In this study, we have demonstrated the existence of naturally produced sCD100, not only in the culture supernatants of activated lymphocytes, but also in the sera of immunized mice or of mice with an autoimmune disease. Although the semaphorin family consists of secreted-type and transmembrane-type proteins, most of their functions have been reported on secreted-type members acting as soluble factors.2,4 On the other hand, accumulating evidence suggests that transmembrane-type semaphorins may also function as factors,12 although it is not clear whether transmembrane-type semaphorins can retain their activities when converted into a soluble form. We have recently demonstrated that administration in vivo of recombinant soluble CD100-Fc protein had an effect on humoral and cellular immune responses, suggesting a function of CD100 as a soluble ligand. However, the existence and functions of naturally produced sCD100 in vivo have not been well clarified. In the present study, we provide direct evidence that, like recombinant CD100-Fc, naturally produced sCD100 after lymphocyte activation has a potent costimulatory function to induce proliferation of CD40-stimulated B cells. Our previous study with CD100-deficient mice exhibited reduced production of specific antibodies against TD Ag but not against TI Ag, implying a role of CD100 especially in T-cell-mediated humoral immune responses.18 Here, we observed significant levels of sCD100 in the serum of immunized mice and a good correlation between the levels of sCD100 and titers of specific antibodies produced against a TD Ag. Thus, sCD100 generated in vivo after immunization seems to play a role in humoral immune responses against TD Ag. In contrast, sCD100 was not detectable in the sera of mice immunized with a TI Ag, although the expression of membrane-bound CD100 and the release of sCD100 were upregulated on B cells after LPS-stimulation (data not shown).18 The abundant expression of CD100 by T cells may explain why sCD100 could be detected in the sera of mice immunized with TD Ag but not with TI Ag. Alternatively, CD100 on the surface of T cells may be more easily cleaved into sCD100 after activation, compared with B cells.

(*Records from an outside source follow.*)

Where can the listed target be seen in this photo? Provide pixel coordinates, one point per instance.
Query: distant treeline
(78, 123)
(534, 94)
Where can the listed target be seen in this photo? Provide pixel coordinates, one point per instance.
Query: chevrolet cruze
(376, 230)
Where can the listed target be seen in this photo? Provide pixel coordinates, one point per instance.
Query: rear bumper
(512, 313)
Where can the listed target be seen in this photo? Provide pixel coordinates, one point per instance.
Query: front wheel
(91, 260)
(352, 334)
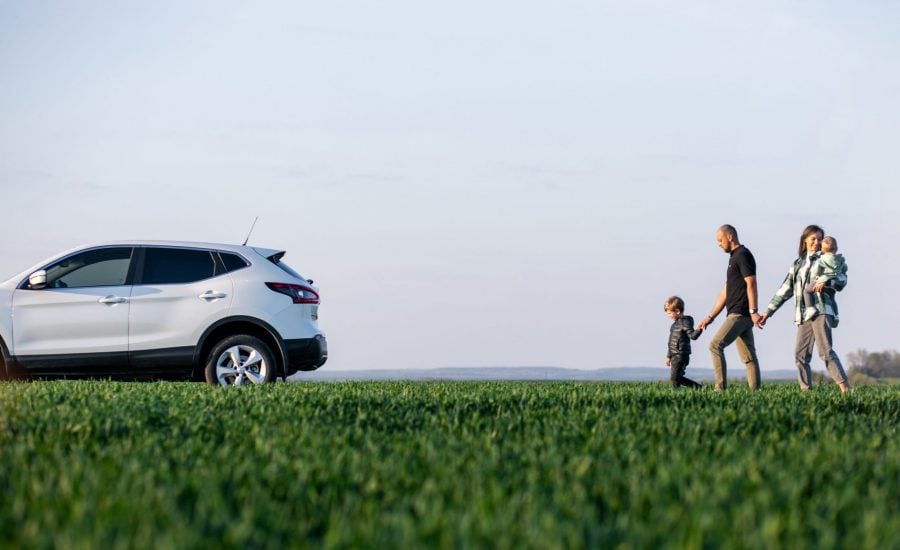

Human sCD100 is thought to be generated by proteolytic cleavage, not by
alternative splicing.14 Our surface biotinylation-chase experiment demonstrates that mouse sCD100 is a product of proteolytic cleavage. Biotinylated sCD100 was immediately released into the culture
supernatants after activation of 2B4 cells (Figure 1). The release of
sCD100 from activated lymphocytes seems to parallel a decrease in the
expression of the full-length membrane-bound CD100. This kinetic
strongly suggests that sCD100 is generated by a cleavage and a release
from the cell surface. The molecular weight of sCD100 identified here
in vitro and in vivo was almost the same as the human
sCD100.29 Recently, Adams et al34 have demonstrated that Sema3A is converted from proSema into active Sema via
proteolytic cleavage by a furin-like protease. Their findings imply
that activation of proteases is involved in the regulation of
semaphorin functions. Proteases including metalloproteases are known to
be involved in the shedding from the surface of lymphocytes of many
receptors such as CD62L, IL-6 receptor, and TNF This is the first report showing the elevations of the level of serum sCD100 in antibody responses in vivo and in an autoimmune disease. Although it is not clear whether the elevations of the level of serum sCD100 might be a cause or a consequence of the progression of autoimmunity, sCD100 should not only be a good indicator for monitoring the production of antibodies in vivo, but also for following the development of autoimmune diseases. Moreover, sCD100 might be relevant to the progression of autoimmunity in MRL/lpr mice, for several reasons. First, a large amount of sCD100 was detected in the sera of MRL/lpr mice producing autoantibodies, whose levels exhibited a good correlation with the titers of the autoantibodies. Second, sCD100 displays synergistic effects on CD40-induced B-cell responses, which might promote abnormal B-cell proliferation, resulting in the production of autoantibodies in MRL/lpr mice. B cells also play a significant role in the development of autoimmunity, through the production of pathogenic autoantibodies and costimulation of autoreactive T cells.38 Also, in MRL/lpr mice, autoantibodies have been shown to be involved in the progression of autoimmunity, since anti-DNA antibodies derived from the mice are shown to bind to glomerular basal membrane, resulting in exacerbation of kidney damage.39-41 Because neutralizing antibodies against mouse CD100 have not yet been established, further analysis using CD100-deficient mice in MRL background will be required for dissecting the pathogenic role of CD100. In conclusion, we have shown that a soluble isoform of a transmembrane-type semaphorin, sCD100, can be generated from activated lymphocytes. The levels of sCD100 are increased either in the sera of immunized mice or in the sera of mice with an autoimmune disease, suggesting the implication of sCD100 in physiologic and pathologic immune responses.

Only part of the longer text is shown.